Trying to improve the open rates for your email newsletters?

You can try changing up your content, your format, your subject lines, your frequency, and even who the newsletter comes from.  Or, you can change who receives your newsletter.

We tried two of these tactics in the last six months with our weekly email newsletter here at Nonprofit Marketing Guide, and we’d like to share the results with you.

Way back in 2014, we saw our weekly email newsletter open rates drop from 18-20% to more like 16-18%.

As we moved into 2015, the open rates continued to drop, until they reached a low of just 11% in early September 2015.

Our newsletter is essentially a business-to-business newsletter (we are a consulting/training company sending the e-newsletter primarily to people who subscribe because of their jobs.) The typical open rates for that kind of newsletter are in the 20-25% range. So while I was OK with the 18-20% in mid-2014, this plummet to 11% by the end of 2015 was definitely not OK.

First, we changed the content.

In September 2015, we moved to a new “5 Things to Know This Week” format, with a quick headline, one sentence of info, and a link. That’s followed by a few other sections that are also very short. Overall, the newsletter covers more topics, but in a much faster to read (and write!), skimmable format.  At the same time, we started experimenting with shorter subject lines, often just two or three words.

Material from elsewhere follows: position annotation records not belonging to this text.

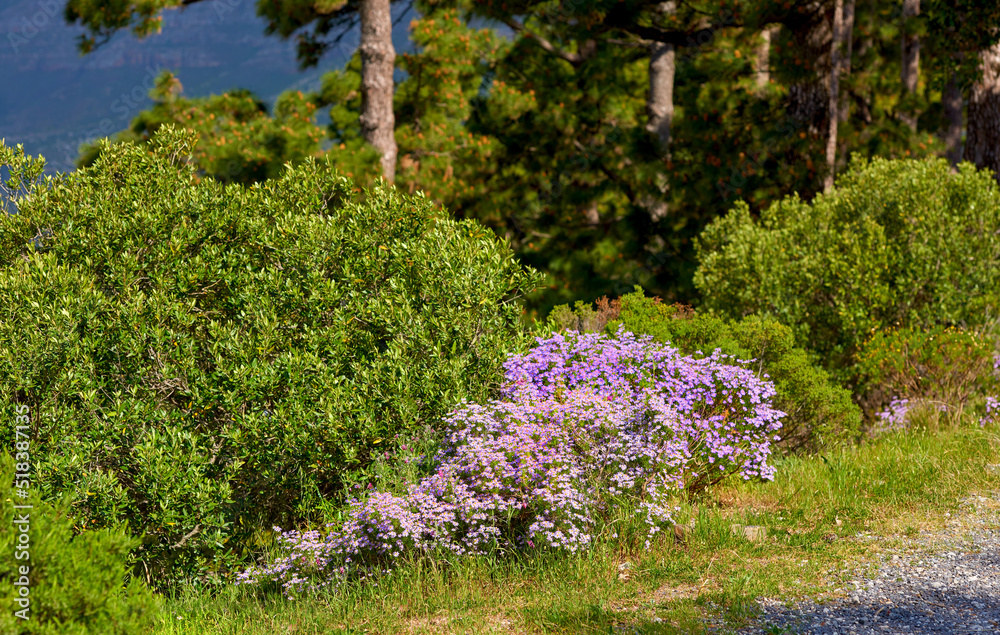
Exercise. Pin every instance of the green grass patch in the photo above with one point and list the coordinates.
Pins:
(812, 514)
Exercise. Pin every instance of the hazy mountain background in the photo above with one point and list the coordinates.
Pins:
(52, 99)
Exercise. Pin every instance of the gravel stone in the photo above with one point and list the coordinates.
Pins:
(946, 582)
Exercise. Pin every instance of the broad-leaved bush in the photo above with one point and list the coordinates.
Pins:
(943, 371)
(588, 425)
(819, 412)
(206, 361)
(60, 579)
(902, 243)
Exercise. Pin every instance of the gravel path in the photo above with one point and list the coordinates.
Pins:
(946, 582)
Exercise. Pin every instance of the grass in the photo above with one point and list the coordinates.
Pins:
(895, 485)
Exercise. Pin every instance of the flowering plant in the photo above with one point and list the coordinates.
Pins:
(586, 423)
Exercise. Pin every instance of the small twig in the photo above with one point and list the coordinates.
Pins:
(181, 542)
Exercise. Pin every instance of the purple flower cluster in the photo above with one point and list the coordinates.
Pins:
(894, 417)
(587, 424)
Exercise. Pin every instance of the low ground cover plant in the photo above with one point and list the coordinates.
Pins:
(210, 360)
(819, 412)
(589, 425)
(935, 374)
(55, 582)
(898, 243)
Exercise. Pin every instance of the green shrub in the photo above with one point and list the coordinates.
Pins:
(210, 360)
(819, 411)
(946, 369)
(897, 243)
(74, 580)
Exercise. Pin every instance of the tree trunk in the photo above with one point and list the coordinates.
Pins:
(378, 60)
(952, 102)
(834, 93)
(845, 66)
(762, 63)
(910, 46)
(660, 101)
(982, 141)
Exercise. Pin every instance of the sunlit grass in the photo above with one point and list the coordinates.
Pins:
(811, 512)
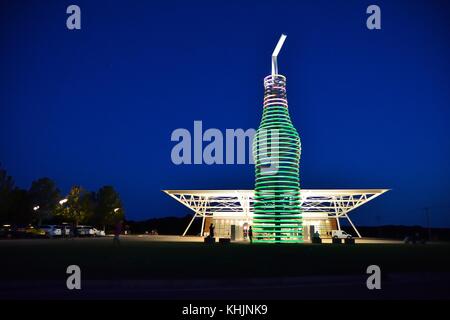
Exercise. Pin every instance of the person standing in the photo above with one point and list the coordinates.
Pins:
(117, 231)
(211, 230)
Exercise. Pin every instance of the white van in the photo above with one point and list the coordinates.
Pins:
(340, 234)
(51, 230)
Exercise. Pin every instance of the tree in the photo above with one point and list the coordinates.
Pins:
(6, 187)
(44, 193)
(19, 207)
(79, 207)
(109, 209)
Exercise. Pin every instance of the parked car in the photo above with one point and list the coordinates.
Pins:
(85, 231)
(66, 230)
(6, 231)
(99, 233)
(26, 231)
(51, 230)
(340, 234)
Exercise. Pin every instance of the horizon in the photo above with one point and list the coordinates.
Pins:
(97, 106)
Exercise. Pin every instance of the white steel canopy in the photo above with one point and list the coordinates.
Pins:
(315, 203)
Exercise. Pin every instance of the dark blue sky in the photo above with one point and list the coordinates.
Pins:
(98, 106)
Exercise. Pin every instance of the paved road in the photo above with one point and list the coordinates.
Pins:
(395, 286)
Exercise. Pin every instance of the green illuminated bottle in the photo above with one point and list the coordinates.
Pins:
(276, 151)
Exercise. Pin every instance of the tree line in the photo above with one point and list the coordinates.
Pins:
(44, 203)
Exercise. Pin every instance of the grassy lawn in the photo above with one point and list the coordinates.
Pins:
(99, 259)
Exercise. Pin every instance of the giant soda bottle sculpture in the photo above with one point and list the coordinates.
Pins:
(276, 151)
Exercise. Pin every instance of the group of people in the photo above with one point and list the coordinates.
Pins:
(248, 232)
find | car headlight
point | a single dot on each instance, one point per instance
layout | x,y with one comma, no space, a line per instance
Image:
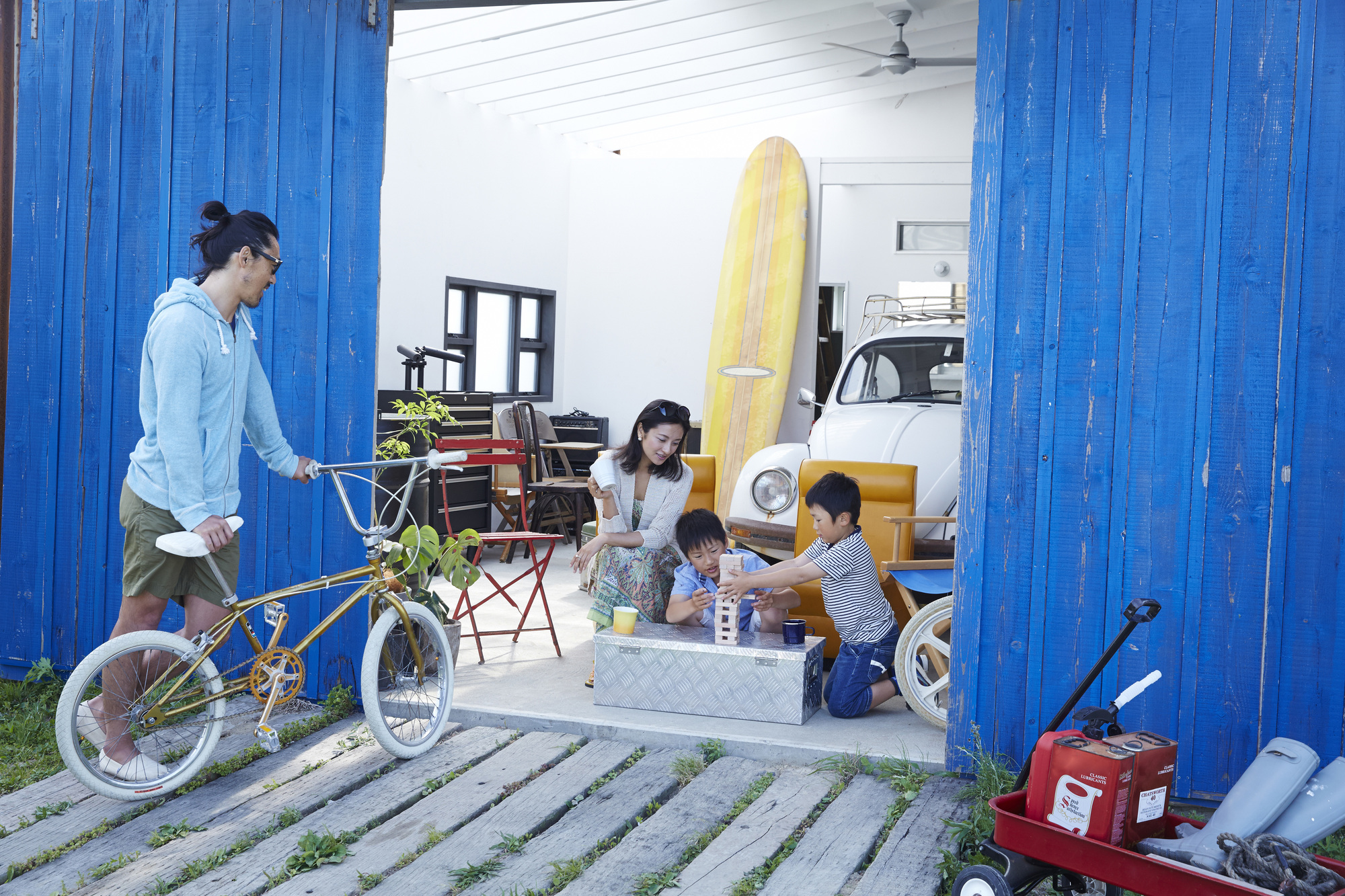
773,490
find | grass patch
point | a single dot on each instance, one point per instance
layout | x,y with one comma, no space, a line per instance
685,768
993,778
28,737
167,833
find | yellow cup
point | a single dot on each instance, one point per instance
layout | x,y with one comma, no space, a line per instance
623,620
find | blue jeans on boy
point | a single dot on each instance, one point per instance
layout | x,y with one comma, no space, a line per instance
856,667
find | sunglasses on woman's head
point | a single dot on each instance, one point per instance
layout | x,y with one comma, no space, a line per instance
673,409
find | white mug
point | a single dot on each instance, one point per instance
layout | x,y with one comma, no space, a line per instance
605,471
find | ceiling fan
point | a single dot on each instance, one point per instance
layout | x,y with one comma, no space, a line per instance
898,61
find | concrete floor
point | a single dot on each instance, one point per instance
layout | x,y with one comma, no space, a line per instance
528,686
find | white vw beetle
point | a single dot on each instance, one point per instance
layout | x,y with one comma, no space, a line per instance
898,399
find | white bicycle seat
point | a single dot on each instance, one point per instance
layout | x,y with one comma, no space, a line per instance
189,544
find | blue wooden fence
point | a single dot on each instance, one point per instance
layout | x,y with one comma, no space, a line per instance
1156,376
130,116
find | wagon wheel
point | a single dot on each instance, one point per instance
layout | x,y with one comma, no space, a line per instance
923,658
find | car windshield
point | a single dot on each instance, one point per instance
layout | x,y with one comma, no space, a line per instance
906,370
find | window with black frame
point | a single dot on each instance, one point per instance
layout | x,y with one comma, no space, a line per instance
508,334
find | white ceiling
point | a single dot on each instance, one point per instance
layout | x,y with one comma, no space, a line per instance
623,73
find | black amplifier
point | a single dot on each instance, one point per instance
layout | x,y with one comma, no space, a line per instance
579,428
469,490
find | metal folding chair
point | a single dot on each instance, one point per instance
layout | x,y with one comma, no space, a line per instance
539,560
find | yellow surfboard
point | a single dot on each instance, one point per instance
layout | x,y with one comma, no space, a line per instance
757,313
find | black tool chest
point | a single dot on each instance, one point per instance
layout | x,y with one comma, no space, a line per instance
578,428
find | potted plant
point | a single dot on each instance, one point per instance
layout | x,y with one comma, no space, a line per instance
415,439
416,552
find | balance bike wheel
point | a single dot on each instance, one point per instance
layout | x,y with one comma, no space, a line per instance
981,880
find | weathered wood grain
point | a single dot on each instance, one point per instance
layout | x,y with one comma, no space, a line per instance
200,807
447,810
661,841
755,836
603,815
909,862
524,813
837,844
307,794
251,872
64,786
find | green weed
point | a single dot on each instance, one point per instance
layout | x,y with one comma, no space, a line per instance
465,877
169,831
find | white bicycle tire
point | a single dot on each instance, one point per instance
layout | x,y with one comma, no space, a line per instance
369,682
68,740
919,631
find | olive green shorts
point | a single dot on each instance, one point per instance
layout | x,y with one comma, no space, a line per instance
163,575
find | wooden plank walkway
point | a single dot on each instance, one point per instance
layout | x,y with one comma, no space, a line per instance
447,809
201,806
523,814
489,783
660,842
837,844
251,872
757,834
603,815
909,862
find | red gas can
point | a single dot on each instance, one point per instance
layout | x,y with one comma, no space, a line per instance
1039,801
1089,786
1156,763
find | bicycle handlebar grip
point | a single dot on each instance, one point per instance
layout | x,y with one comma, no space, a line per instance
1139,604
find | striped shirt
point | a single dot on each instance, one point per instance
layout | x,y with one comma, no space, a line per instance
851,589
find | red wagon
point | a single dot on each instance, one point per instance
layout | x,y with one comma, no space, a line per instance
1032,852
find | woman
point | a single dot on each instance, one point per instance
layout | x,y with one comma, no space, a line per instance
634,552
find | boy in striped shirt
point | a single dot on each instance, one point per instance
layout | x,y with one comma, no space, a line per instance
861,677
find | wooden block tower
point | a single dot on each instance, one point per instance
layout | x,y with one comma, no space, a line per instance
727,608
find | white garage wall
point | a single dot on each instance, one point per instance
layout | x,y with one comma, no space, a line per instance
646,247
467,193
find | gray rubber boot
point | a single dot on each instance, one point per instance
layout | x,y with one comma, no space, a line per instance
1265,790
1319,810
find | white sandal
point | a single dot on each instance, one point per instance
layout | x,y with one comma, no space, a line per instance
88,725
138,770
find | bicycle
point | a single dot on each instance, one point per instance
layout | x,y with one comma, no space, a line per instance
165,692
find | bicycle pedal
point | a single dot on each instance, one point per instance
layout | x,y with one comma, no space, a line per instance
268,737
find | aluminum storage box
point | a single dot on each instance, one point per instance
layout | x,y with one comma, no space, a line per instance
680,669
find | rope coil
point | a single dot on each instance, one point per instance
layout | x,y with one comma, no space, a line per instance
1277,862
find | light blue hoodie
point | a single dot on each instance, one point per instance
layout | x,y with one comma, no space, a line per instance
200,388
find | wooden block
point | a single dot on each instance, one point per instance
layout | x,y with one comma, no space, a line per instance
252,870
757,834
909,862
602,815
524,813
200,806
344,774
447,809
837,844
660,841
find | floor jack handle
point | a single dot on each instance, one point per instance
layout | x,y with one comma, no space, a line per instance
1141,610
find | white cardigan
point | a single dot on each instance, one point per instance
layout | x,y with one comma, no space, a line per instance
664,505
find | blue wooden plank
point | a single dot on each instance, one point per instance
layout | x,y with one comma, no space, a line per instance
1312,657
983,298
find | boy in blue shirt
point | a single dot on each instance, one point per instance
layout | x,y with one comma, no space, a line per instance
701,537
851,592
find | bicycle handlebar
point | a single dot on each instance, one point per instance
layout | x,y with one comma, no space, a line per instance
375,534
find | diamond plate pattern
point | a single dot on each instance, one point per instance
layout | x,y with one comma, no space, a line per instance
680,669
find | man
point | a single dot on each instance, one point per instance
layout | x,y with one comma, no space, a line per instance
201,385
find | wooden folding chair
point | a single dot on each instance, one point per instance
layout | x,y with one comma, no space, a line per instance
540,561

From mid-September to mid-December, we raised the open rate to an average of 17% — a great improvement over 11%.

Then we started using longer subject lines — more along the lines of 7-8 words — from mid-December through the end of January. The open rate slipped to about 15%.

Then we cut the list.

In December, I decided to take a closer look at who was opening our newsletters. I found that in any given month, only about 1/3 of our list opened any one of the weekly newsletters during that period.  In other words, you only had to open one of the four newsletters that month for me to consider you “engaged” with the newsletter. That meant 2/3 of our list was not engaged!

Those kinds of numbers will kill your open rates. So I hatched a plan:  I reviewed the results of about 30 emails, including newsletters and promotional emails that went out in a 10-week period. If a person hadn’t opened or clicked on ANY of them, they were tagged for a re-engagement campaign. That list of inactive or unengaged email newsletter subscribers was about 16,000 of the 33,000 people on the newsletter list — nearly half of the subscribers!

We sent those 16,000 people three different emails in January, giving them a chance to re-engage, including an email about the new 2016 Trends Report, an invitation to a free webinar, and a “should we take you off of our mailing list?” email. Those reduced the “inactive subscribers” list to a little under 15,000 people.

At the beginning of February, we started suppressing those people from the newsletter mailing. That meant we were sending to around 19,000 people instead of 33,000. I admit, this was pretty scary, but it made perfect sense.

And it worked. Our open rate soared to an average of 27% — not including one week when we forgot to suppress those people from the mailing. That week it dropped back down to 16%, which further proved the point.

My current goal for our newsletter is a 25% open rate.

What about click-through rates?

The average click-through rates for a B2B consulting/training newsletter are in the 2-3% range. Even when our open rates were lousy, we were still consistently in that range.  After the redesign, we were at 3-4%, and after cutting the list, we are closer to 4-5%.  (Keep in mind that we are just talking about the newsletter here, not our promotional emails or emails to customers participating in programs — those are categories for another blog post.)

Some people use click-through divided by open rate, or the click-to-open rate as a way to measure the effectiveness of email content. Here’s how that ratio has changed over time . . .

Before reformatting: 15.4%

After reformatting/short subject lines: 17.6%

After reformatting/longer subject lines: 26% (I think this bump can be attributed to especially popular downloads and videos in these issues.)

After cutting list size (excluding the “oops” week): 18.5%

What we will try next . . .

We are going to try two more tactics in the coming weeks and months.

First, we are going to try 2-3 word subject lines again to see what impact that has.

Second, we are going to change our sending email address. We currently use a “role” address — training@ or news@ — to send much of our content and there is plenty of evidence that role-based emails have poorer deliverability. We’ll start using a personal email address soon.

We will also continue to track who opens the newsletter in a given month and who doesn’t, and will try to be more deliberate in how we try to re-engage the non-openers.

What’s worked for you?

I’d love to hear about your experiments! What have you tried, and what’s worked to increase the open rates for your email newsletters? Please share in the comments.